For the HRD, silent mutation rate, and non-silent mutation rate, the published dataset based on the TCGA pan-cancer database was used58. The top 10% and bottom 90% of HRDs were differentiated based on 936 TCGA BC samples: the top 10% (n = 92) had HRD values ≥ 57; the bottom 90% (n = 844) had HRD values ≤ 56.

Recombination proficiency score (RPS)

RPS was calculated from the equations given below, using the FPKM of the microarray provided by the TCGA20.
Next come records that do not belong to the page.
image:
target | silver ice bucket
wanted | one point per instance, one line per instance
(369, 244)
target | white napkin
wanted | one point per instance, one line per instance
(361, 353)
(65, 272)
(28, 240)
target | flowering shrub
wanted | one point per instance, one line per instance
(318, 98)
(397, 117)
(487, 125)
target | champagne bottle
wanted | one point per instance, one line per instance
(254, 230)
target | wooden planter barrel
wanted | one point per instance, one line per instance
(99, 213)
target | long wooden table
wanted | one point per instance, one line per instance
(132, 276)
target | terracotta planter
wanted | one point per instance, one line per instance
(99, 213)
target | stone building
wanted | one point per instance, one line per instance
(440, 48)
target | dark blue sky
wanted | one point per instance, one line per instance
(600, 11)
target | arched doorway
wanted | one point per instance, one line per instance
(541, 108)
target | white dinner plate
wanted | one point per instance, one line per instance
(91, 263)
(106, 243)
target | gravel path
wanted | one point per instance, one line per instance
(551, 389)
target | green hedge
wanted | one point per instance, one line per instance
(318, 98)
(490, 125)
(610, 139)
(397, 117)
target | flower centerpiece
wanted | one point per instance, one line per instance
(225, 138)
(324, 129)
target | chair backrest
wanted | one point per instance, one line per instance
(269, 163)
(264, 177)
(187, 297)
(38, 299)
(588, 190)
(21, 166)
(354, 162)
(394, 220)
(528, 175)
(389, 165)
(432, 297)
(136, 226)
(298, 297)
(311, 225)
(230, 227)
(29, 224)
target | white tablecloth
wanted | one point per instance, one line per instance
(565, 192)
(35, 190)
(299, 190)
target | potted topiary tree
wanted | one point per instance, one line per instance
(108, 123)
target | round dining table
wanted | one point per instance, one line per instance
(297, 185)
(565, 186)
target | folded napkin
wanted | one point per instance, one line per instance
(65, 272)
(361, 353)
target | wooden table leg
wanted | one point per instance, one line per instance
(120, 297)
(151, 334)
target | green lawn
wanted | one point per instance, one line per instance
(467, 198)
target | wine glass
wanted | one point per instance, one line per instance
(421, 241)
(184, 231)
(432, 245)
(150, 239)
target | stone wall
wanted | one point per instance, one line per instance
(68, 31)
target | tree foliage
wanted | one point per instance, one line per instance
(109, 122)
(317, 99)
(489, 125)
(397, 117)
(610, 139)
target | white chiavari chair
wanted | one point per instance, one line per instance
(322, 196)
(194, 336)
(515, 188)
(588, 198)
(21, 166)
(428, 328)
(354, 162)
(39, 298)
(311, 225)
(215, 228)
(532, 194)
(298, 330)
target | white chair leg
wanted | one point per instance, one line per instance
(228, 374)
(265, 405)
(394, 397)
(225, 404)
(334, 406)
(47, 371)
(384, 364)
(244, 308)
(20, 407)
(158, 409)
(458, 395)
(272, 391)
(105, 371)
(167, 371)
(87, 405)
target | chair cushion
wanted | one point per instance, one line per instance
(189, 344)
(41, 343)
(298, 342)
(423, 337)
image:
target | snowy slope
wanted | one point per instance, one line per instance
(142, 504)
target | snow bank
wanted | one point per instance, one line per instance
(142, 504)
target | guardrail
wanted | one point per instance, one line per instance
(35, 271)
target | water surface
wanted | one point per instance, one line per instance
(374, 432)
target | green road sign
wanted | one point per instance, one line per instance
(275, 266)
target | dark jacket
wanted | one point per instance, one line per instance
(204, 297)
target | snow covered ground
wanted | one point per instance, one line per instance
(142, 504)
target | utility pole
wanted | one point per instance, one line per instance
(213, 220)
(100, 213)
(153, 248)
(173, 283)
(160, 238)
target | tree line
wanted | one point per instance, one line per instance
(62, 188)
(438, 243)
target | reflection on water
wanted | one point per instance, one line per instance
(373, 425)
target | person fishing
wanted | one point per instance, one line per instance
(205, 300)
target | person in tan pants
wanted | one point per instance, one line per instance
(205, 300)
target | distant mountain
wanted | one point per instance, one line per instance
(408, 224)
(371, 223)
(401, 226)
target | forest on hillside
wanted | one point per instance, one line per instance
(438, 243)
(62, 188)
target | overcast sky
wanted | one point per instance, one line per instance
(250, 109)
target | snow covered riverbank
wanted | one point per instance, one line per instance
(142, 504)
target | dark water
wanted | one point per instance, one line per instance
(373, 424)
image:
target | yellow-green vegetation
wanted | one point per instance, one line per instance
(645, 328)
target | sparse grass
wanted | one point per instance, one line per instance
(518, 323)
$${\text{RPS}}\, = \,{-}1{\text{ }} \times {\text{ }}\left( {RIF1 + PARPBP + RAD51 + XRCC5} \right)$$
$$\begin{aligned} {\text{RPS}}\,{\text{beta}}\, = \, & {-}1\, \times \,\left[ {\left( {0.2171423{\text{ }} \times RIF1} \right){\text{ }} + {\text{ }}\left( {0.1946173{\text{ }} \times PARPBP} \right) + \left( {0.2783017{\text{ }} \times RAD51} \right)} \right. \\ & \quad \quad \left. { + {\text{ }}\left( {0.3099387{\text{ }} \times XRCC5} \right)} \right] \\ \end{aligned}$$

Epigenetic silencing

To determine the methylation status of 12 DDR genes, the sum of the methylation levels of the promoter region was calculated using 450 K methylation data from the PanCancer Atlas, with a methylation value of ≥ 0.75 defined as hypermethylation. Among cases of hypermethylation, those with coupled mRNA levels of < 1 FPKM were defined as exhibiting “epigenetic silencing,” as the transcription of the gene was suppressed by the epigenetic event of DNA hypermethylation.

Statistics

The Wilcoxon rank-sum test was used to assess differences between two groups. For three or more groups, One versus Rest was applied, and then the Wilcoxon rank-sum test was used. To analyse pathway activation with intergroup differences, the adjusted p-value (FDR) was calculated using the Benjamini and Hochberg method following the Wilcoxon rank-sum test based on the wilcox.test function in R.